13. Orné (par le sacrifice), je viens prendre l’holocauste que je porte aux Dieux. Je suis enivré de soma.

  1. J’ai rendu par nuages le mot iryâ, que le commentateur traduit par annavantô.
  2. Voy. la traduction du Sâma-Véda, par Stevenson. Préface, pages 4 et 5.
  3. Oudanyadja : j’ai pensé que l’auteur désignait ainsi les Vents.
  4. Dakchîna : c’est proprement les présents faits aux prêtres dans les solennités religieuses.
  5. Les sept mères de la pieuse Libéralité doivent être sept espèces de sacrifices, à l’occasion desquels cette libéralité s’exerce.
  6. On se rappelle que Saramâ est la Prière, représentée sous la forme d’une chienne. Voy. page 44, col. 1, note 7. Les Panis sont les Asouras chargés de la garde des vaches célestes.

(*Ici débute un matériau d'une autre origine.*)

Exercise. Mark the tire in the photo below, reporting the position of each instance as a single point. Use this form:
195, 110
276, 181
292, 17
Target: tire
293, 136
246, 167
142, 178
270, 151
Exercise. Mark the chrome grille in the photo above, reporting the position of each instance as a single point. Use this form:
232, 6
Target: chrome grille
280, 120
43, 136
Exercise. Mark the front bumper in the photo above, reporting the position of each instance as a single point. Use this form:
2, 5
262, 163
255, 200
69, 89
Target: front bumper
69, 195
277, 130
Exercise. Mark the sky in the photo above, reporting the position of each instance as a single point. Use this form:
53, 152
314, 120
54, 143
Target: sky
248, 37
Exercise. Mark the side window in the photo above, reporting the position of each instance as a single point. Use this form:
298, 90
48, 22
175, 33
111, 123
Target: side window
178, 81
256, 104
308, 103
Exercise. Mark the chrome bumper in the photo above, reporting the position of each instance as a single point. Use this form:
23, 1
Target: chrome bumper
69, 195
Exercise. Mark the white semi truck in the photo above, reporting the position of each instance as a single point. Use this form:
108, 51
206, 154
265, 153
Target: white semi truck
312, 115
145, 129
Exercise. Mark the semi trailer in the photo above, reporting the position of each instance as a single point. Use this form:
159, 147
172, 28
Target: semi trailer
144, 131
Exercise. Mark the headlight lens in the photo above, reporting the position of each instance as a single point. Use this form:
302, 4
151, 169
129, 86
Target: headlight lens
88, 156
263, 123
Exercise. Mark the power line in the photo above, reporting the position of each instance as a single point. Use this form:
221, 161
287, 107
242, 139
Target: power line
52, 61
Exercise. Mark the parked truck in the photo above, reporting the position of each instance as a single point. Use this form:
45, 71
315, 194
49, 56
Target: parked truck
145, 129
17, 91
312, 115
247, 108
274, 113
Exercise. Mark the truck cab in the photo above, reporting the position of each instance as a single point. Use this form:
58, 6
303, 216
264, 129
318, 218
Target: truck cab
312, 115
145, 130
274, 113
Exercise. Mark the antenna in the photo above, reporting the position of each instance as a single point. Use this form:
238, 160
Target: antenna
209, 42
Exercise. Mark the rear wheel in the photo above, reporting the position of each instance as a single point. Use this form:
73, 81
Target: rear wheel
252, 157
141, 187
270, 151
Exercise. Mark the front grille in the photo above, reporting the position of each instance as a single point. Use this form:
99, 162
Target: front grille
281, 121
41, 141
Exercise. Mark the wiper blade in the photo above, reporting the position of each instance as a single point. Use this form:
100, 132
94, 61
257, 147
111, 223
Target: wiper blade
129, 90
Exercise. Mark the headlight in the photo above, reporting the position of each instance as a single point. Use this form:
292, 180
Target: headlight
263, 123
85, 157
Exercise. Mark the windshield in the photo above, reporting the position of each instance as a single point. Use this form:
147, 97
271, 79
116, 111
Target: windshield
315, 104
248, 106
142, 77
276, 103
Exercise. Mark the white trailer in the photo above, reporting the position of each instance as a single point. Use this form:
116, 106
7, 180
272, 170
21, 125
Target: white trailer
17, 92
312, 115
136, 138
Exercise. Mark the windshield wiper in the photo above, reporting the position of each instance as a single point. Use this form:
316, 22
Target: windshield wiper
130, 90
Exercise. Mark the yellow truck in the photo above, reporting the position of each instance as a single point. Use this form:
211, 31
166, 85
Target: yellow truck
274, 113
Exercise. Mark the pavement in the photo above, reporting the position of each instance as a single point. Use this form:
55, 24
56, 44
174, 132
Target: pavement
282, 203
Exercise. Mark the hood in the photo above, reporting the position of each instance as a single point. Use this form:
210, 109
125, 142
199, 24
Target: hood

  7. Je pense que c’est ici la rivière de la libation.
  8. Oubhayâ : le commentaire entend ce mot en le rapportant aux deux dernières paroles des Panis.
  9. Voy. page 80, col. 1, note 6.
  10. Agni, en sa qualité de Brahman ou prêtre, épouse Djouhou, qui est la coupe du Sacrifice.
  11. Nom du Soleil.
  12. Nom de Varouna, dieu des eaux (ap dévatâ).
  13. Il est plusieurs hymnes adressés à cette espèce de dieux. Voy. page 47 et 134.
  14. Voy. page 135, col. 1, note 1.
  15. Synonyme du mot îlita, employé page 48, col. 1 et page 135. col. 1.
  16. Comme nous l’avons déjà dit, ces deux sacrificateurs, dont le caractère était pour nous incertain (page 135, col. 1, note 9) sont Agni et Aditya.
  17. Le texte porte le mot rita, auquel le commentaire donne le sens de eau.
  18. Voy. page 119, col. 2, note 1.
  19. Le commentaire suppose que Vichnou signifie ici le Sacrifice.
  20. Voir page 111, col. 1 ; page 173, col. 1 et alibi.
  21. Il est question d’Agni et d’Aditya.
  22. Arca : le commentaire regarde ce mot comme synonyme de Soûrya (soleil), et les Dévas sont pour lui les rayons enflammés de l’astre.
  23. Le mot Vedi est sous-entendu dans le texte.
  24. Le commentateur croit que ces deux personnages, que je suppose être Agni et Aditya, sont l’époux et l’épouse qui offrent le sacrifice, ou bien le prêtre et le père de famille.
  25. Quelles que soient les explications embarrassées du commentaire, ce dieu me semble être Agni, dont la flamme s’élève du foyer et illumine l’air. Dans ses mouvements ondoyants, cette flamme lèche la terre du foyer, qui est sa mère, et qui paraît à son tour lui rendre cette caresse.
  26. Cet autre dieu est Aditya ou le Soleil, qui est formé par le sacrifice ; on compte ordinairement douze Adityas, représentant les douze mois.
  27. Les sages composent des invocations poétiques qui sont prononcées, en même temps que l’on fait la libation, en l’honneur des diverses divinités, dont même elles portent le nom. Le commentaire entre à ce sujet dans quelques explications qui m’ont paru un peu confuses. Le soleil amène des divisions de l’année en douze mois, en trente jours, en quatre saisons : par son lever et son coucher il trace une ligne droite ; par son midi il indique la place d’une autre ligne, qui doit couper la première à angles droits, et les extrémités de ces deux lignes forment les quatre disas. À l’occasion de ces diverses divisions du temps et du ciel il y a des sacrifices, et nécessairement des prières et des libations.
  28. Le Rig et le Sâman.
  29. Ces quatorze coupes me semblent représenter un pakcha composé de deux semaines. L’attribution du nombre sept aux Richis du sacrifice paraîtrait devoir être une conséquence de l’existence de la semaine dans ces temps antiques. La semaine est la moitié d’un pakcha.
  30. Le commentaire traduit ce mot par vyâpanasîla. J’ignore s’il faut considérer ce mot comme un nom propre. L’œuvre du sacrifice s’appelle apnan ; il est une famille de prêtres appelés Apnavânas.
  31. Le commentateur insinue que les deux coursiers d’Indra sont le Rig et le Sâman (la poésie et le chant).
  32. Les deux mères d’Agni sont ici les deux pièces de l’Aranî.
  33. C’est à-dire des chantres en général.
  34. Le commentaire entend : Versé parmi les hommes.
  35. Dwibarhas. Le commentaire comprend qu’Indra doit sa grandeur à deux choses, à l’hymne et À la libation.
  36. J’ai pensé que Prithivî devait ici s’entendre du nuage.